“Let me live, love, and say it well in good sentences."
~ Sylvia Plath

The Lightning Queen

The Lightning Queen

The Lightning Queen

By: Laura Resau

 

I picked up this book because the school library bought it from the book fair and I thought the cover looked interesting. (Can you sense a pattern?) After reading the inside cover, I thought it sounded similar to The Little House on the Prairie books, which I loved as a kid. I felt nostalgic.

And then I read it in less than a week. I breezed through it. The Lightning Queen was nothing like The Little House on the Prairie books. But it was a fast read, and enchanting.

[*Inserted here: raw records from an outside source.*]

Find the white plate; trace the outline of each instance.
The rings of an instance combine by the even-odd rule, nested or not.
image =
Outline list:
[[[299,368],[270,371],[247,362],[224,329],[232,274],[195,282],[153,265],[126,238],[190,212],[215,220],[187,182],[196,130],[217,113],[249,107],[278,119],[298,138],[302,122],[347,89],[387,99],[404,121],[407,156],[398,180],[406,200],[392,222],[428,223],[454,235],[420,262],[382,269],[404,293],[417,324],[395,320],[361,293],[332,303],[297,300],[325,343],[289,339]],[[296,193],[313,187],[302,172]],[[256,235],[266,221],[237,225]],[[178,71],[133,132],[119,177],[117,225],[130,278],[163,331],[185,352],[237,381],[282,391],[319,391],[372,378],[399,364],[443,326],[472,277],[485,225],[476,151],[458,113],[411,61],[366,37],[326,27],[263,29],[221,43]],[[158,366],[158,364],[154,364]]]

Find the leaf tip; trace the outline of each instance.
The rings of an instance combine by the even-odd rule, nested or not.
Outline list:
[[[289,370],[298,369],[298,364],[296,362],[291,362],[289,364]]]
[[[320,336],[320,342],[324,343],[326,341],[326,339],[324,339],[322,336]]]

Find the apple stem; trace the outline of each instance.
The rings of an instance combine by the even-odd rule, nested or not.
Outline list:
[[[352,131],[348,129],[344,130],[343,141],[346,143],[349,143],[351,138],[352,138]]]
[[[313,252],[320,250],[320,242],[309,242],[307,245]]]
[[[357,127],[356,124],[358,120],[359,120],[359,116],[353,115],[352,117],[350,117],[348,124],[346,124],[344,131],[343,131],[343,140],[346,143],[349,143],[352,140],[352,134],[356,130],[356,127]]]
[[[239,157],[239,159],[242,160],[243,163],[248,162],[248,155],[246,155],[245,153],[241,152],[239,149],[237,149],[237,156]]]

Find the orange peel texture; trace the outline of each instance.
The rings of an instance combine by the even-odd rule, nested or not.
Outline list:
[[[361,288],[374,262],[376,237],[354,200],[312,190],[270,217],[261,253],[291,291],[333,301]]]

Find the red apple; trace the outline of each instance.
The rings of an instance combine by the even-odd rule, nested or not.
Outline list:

On the first page I could tell that Laura Resau did not rehash Laura Ingalls Wilder’s books. The narrator, Mateo, is like the boys at the school I got the book from. He likes his after school activities and his phone. But he feels the tug of old tradition—of magic. And as he is describing the tug of magic pulling him towards his vacation to Mexico to see his grandpa, I felt it too. And that tug never went away throughout the book.

I don’t (normally) care for books written in First Person—I don’t (normally) like being that submerged in the narrator’s head. There are exceptions. And The Lightning Queen is one of those exceptions. One reason it works for me in this book is that the story is broken down into different parts—different narrators. Mateo is our connection to the modern world. His parts are shorter, and like coming up for fresh air in between the longer parts narrated by his grandfather, Teo. (Not that you really need a breath of fresh air. I could have stayed in Mexico long, long ago with Teo for the entire book.)

Teo is the real main character. He needs his grandson’s help finding Esma, Queen of Lightning. She is a gypsy girl whose caravan visits his village. After her grandmother reads Teo’s true fortune, they become fast friends. I don’t want to reveal too much about Esma’s magic, but she is inspiring.

There are so many elements of this story that I love. I love that at its core it’s a story about family—about grandfathers passing on traditions. It’s a love story, too. It’s a story about friendship that stretches over years and miles. It’s about growing up, and facing life and death. It’s beautiful.

The Lightning Queen is not a genre that I would normally choose for myself. It wasn’t what I was expecting, but I would recommend it to anyone.